Ray Pulis

Personal information
- Full name: Raymond Pulis
- Date of birth: 21 November 1964
- Place of birth: Pill, Newport, Wales
- Position(s): Forward

Senior career*
- Years: Team / Apps / (Gls)
- 1982–1983: Newport County / 1 / (0)
- Trowbridge Town

= Ray Pulis =

Welsh footballer

Raymond Pulis (born 21 November 1964) is a former footballer, who played in the English Football League for Newport County where he made one Football League appearance. He later joined Trowbridge Town. His brother Tony is also a former professional footballer and later went into management.

==Career==
Born in Pill, Newport, Monmouthshire, Pulis made his debut as an 18-year-old in the 3rd Division for his local side Newport County against Plymouth Argyle in the 1982–83 season, laying on the final goal late in the game in a 4–2 win.
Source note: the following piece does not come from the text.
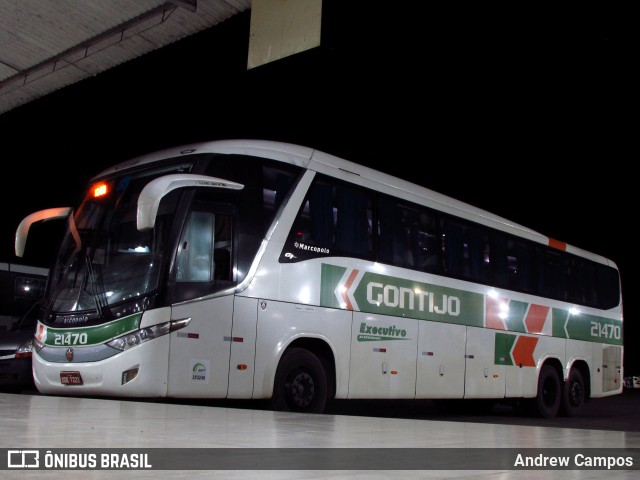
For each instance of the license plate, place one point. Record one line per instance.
(70, 378)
He then played in a Football League Group Cup match at Chester City, being injured late in the game. He made several appearances that season for the Wales Youth team under manager Mike England. He left the club the following season following a dispute in which the club were told to reinstate his contract, but he instead joined non-league Trowbridge Town.

He rejoined the reformed Newport club in January 1993, scoring four goals in 34 appearances.

Pulis is currently chairman of Pill AFC.

He is the brother of former player turned manager Tony Pulis and his nephew Anthony is a retired professional footballer who currently serves as an assistant coach for the Major League Soccer side Inter Miami CF.